Such as? Your OP listed Sen. Paul's explicit cuts in federal departments and percentages. Which entitlements to US citizens in particular do you suggest be cut and by what percent, to avoid the discretionary cuts originally labeled as "laughable" and "naive"?
Did you read Paul's rationales? Perhaps "laughable" and "naive" weren't the correct terms. Can I switch that to "mind-numblingly stupid," "blatantly false," and "ignorant" instead?
Suppose that Paul had instead said something along the lines of "I propose a 25% across the board reduction in the non-defense discretionary budget" with a rationale of "we have a $1.5 trillion deficit and every government program will need to be cut." That would have been much, much harder to argue against. Our budget is terribly out of whack; cuts will need to be made everywhere.

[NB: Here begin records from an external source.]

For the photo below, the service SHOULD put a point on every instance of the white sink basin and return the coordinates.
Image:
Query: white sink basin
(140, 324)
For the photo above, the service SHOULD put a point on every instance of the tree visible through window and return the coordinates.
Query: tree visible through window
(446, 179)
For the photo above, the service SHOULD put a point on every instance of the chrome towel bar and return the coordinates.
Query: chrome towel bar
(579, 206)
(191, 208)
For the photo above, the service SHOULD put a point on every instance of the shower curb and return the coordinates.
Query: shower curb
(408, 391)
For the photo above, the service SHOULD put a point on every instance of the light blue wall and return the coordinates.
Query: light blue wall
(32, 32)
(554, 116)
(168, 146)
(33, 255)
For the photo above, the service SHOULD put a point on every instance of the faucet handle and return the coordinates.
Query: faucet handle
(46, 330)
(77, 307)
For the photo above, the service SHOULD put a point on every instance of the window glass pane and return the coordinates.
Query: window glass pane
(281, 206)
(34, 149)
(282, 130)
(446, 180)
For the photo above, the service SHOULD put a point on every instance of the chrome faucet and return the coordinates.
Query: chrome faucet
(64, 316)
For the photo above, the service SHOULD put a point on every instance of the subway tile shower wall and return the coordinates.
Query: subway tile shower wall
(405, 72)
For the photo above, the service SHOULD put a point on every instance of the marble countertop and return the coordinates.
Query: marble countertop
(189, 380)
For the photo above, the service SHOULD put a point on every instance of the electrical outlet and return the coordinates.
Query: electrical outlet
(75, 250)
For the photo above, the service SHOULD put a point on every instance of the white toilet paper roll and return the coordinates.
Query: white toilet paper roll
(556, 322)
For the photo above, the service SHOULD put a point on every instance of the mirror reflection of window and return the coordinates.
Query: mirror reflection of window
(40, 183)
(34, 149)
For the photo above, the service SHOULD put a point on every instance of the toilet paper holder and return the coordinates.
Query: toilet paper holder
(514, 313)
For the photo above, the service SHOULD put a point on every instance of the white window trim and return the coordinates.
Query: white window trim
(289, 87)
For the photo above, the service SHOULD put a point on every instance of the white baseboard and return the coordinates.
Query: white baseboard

However, Paul did not do that. He stuck his foot in his mouth instead.
I am admittedly putting words in Gokul's mouth here, but I think what he was alluding to was the fact that huge cuts do need to be made everywhere. As I said above, if Paul had used a different rationale, draconian cuts of the sort he is proposing would have been very hard to argue against.You have no idea how upsetting it is hearing that kind of analysis coming from you... who seems to often be the voice of reason. No offense, but this time I hope you're really wrong, even if I wouldn't put money against you.
The political reality is that the 12% sliver of the budget that represents non-defense discretionary spending is likely to suffer bigger cuts than defense or mandatory programs. That reducing that 12% sliver to nothing will do little to solve the budget problem is a bit irrelevant. That sliver is an easy target compared to the DoD and the mandatory programs, both of which have some very ardent supporters.